Word is passed along the line: ‘A tactical withdrawal in fifteen minutes.'

‘So we're orf, 'Arry.'

‘Scarperin' again. I thought the British Army didn't do that kinda thing; certainly not twice in three days!'

‘I think we might 'ave to get used to it. We could be doin' it all the way to the fuckin' Channel at this rate.'

Although the British position is crumbling, Smith-Dorrien's decision to stand and fight at Le Cateau proves to be a masterstroke. Having seen him hold his ground, and after witnessing the quality of British musketry, the German High Command hesitates, giving the BEF a vital few days of grace to regroup and allowing the French to organize courageous counter-attacks. For the 4th Battalion Royal Fusiliers, it means many more hours of marching, but they have bought themselves some valuable breathing space.

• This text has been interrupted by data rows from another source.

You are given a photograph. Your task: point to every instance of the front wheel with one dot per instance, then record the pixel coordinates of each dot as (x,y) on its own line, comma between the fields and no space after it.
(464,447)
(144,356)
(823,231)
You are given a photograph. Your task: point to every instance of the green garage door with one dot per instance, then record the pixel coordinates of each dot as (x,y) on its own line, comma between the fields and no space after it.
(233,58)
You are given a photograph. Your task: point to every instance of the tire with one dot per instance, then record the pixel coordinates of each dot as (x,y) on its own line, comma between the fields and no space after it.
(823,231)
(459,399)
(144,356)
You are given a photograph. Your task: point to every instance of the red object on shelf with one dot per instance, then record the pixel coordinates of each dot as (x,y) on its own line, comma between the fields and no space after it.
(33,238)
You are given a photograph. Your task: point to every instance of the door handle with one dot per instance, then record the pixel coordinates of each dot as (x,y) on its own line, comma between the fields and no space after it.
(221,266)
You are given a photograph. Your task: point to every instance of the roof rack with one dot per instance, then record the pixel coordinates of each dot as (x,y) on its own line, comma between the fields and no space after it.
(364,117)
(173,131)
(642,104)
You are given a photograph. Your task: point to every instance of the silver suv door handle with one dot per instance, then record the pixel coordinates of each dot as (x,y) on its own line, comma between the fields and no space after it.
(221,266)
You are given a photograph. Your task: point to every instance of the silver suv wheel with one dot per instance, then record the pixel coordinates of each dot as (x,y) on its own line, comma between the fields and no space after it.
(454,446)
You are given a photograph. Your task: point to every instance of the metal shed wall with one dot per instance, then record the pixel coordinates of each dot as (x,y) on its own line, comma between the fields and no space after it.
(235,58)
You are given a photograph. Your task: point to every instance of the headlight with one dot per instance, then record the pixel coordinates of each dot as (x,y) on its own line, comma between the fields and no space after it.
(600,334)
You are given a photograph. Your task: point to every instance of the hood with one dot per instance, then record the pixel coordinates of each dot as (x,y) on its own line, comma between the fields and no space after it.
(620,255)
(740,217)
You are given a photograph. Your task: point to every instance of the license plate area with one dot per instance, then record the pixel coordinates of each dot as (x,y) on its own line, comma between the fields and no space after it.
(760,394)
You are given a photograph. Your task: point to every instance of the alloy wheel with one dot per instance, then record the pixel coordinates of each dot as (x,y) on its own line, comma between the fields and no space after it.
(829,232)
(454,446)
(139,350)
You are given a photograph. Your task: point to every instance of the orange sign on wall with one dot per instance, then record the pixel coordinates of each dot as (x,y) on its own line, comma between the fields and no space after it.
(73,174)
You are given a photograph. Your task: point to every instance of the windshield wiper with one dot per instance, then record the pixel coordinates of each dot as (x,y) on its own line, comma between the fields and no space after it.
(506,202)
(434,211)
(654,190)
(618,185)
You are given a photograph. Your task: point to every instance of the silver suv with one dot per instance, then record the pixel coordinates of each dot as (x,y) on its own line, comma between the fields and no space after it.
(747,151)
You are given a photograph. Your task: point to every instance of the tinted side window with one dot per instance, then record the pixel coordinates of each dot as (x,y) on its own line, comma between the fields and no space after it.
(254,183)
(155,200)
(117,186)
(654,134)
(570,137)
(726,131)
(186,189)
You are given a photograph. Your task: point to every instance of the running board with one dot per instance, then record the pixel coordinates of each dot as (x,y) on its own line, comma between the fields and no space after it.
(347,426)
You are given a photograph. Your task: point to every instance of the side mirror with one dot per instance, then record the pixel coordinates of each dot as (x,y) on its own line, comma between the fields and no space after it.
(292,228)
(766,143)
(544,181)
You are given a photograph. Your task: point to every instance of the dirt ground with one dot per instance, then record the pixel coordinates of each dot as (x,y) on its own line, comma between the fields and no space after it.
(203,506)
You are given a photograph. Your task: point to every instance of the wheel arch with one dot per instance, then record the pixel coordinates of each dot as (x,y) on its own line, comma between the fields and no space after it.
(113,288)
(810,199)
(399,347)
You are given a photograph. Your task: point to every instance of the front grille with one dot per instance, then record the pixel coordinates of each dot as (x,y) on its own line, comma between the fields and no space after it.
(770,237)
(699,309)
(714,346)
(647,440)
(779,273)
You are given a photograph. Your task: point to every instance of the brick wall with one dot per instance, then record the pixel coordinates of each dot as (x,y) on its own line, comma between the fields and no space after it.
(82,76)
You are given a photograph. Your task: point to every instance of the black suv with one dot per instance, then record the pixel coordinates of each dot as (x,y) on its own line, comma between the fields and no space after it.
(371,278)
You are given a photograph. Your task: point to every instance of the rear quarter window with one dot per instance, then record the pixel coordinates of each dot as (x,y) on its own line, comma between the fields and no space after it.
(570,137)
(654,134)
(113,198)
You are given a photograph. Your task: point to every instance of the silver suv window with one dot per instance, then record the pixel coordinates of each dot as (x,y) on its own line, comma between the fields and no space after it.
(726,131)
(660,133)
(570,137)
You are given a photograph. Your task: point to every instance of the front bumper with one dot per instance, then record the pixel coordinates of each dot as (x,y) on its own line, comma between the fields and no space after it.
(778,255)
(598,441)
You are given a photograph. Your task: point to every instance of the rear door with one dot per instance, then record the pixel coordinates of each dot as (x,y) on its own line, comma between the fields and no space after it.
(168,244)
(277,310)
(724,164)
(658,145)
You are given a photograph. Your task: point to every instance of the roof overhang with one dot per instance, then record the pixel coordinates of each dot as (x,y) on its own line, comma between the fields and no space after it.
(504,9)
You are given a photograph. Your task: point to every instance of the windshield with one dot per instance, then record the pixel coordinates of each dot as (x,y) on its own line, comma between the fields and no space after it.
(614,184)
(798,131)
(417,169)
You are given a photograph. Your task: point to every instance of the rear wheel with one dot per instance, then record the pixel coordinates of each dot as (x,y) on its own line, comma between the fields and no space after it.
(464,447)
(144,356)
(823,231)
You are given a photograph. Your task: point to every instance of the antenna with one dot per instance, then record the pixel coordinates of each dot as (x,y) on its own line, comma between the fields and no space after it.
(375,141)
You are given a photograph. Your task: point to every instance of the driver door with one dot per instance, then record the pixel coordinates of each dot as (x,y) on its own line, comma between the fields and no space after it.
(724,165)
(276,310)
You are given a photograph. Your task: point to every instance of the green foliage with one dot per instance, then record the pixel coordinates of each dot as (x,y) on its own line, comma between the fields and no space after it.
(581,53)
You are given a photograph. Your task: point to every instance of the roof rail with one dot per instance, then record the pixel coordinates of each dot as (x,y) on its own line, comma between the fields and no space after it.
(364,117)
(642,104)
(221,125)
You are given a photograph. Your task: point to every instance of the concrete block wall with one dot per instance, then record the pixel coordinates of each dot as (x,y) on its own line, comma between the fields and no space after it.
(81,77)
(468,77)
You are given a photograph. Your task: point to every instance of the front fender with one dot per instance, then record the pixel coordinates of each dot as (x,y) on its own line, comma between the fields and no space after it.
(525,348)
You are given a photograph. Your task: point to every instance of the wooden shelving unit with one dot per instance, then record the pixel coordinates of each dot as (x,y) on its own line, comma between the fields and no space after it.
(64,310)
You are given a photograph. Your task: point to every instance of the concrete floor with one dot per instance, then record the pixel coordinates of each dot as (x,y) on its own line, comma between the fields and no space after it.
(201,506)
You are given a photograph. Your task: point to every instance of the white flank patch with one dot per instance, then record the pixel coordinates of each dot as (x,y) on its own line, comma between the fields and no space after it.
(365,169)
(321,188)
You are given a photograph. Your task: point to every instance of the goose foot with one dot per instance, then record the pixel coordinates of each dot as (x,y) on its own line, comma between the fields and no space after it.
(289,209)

The initial casualty figures from France are a shock to the nation. Large numbers of war dead have not been a familiar phenomenon for the British people in modern times. During the two and a half years of the Boer War, some twelve years earlier, Britain suffered almost 21,000 men killed, missing or dead from disease. So far, in just three days of fighting in France and Belgium, more than 1,600 have been killed at Mons, 5,000 at Le Cateau and another 500 in peripheral fighting. Another 2,500 men have been taken prisoner.

The Times
's report of the events is sobering: ‘The battle is
joined and has so far gone ill for the Allies. Yesterday was a day of bad news and we fear more must follow.' Although British numbers are significantly smaller than French and German figures, they create alarm at home, but also indignation, which strengthens the mood of patriotism, swelling yet more the numbers of those flocking to army recruiting stations.